Seagate has introduced its latest high-capacity hard drive platform, positioning it as a response to sustained growth in cloud storage and AI infrastructure demand. The new Mozaic 4+ platform, built on heat-assisted magnetic recording (HAMR) technology, is now qualified and in production with two major hyperscale cloud providers. With capacities reaching up to 44TB per drive, the release marks one of the largest commercially deployed HAMR-based storage offerings to date.
The announcement reflects a broader shift in the data center storage market. As artificial intelligence workloads expand, hyperscale operators are managing increasingly large datasets that include training corpora, archival records, and AI-generated outputs such as high-resolution video and multimodal content. Mass-capacity hard drives remain central to this model because they offer lower cost per terabyte compared to flash storage for bulk and nearline data.
Seagate’s Mozaic 4+ platform builds on its existing HAMR roadmap. The company states that it is scaling from more than 4TB per disk today toward a long-term goal of 10TB per disk, which would enable hard drive capacities approaching 100TB in future generations. Rather than redesigning entire drive architectures with each step, the platform introduces incremental changes, including a new suspension architecture and an updated system-on-chip designed to support higher recording densities while maintaining enterprise reliability standards.

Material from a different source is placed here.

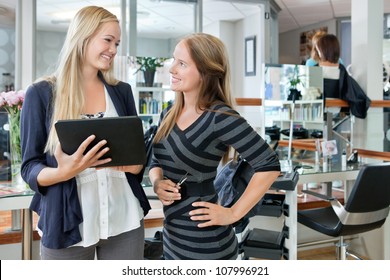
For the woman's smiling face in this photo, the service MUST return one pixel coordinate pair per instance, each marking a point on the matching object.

A notable aspect of the Mozaic platform is Seagate’s vertically integrated laser technology, which is central to HAMR. Heat-assisted magnetic recording uses a nanoscale laser to briefly heat the disk surface during writing, allowing for tighter bit density. By developing and manufacturing these photonic components internally, the company aims to maintain tighter control over supply chains, production yields, and qualification timelines—factors that have become increasingly important as hyperscale deployments grow in size and complexity.
From an infrastructure perspective, higher-capacity drives can affect rack-level economics. In a one-exabyte deployment scenario, Seagate estimates that replacing 30TB drives with Mozaic 4+ drives improves infrastructure efficiency by roughly 47 percent. The company projects a reduction of about 100 square feet in required data center space and annual energy savings of approximately 0.8 million kilowatt-hours. While actual results will vary by deployment model, these figures illustrate how incremental capacity gains can translate into measurable changes in footprint and operational cost at scale.
Industry analysts note that as generative AI systems mature, storage requirements are expanding rather than stabilizing. Larger model training runs, fine-tuning cycles, and the retention of synthetic data all contribute to long-term storage growth. In that context, high-capacity hard drives based on HAMR are increasingly seen as a practical component of AI data center infrastructure rather than an experimental technology.
Mozaic 4+ drives are currently shipping in volume to two hyperscale cloud providers, with broader availability expected as production ramps. As AI data growth continues, the commercial performance of HAMR-based storage will likely serve as a key indicator of how traditional hard disk technology adapts to next-generation workloads.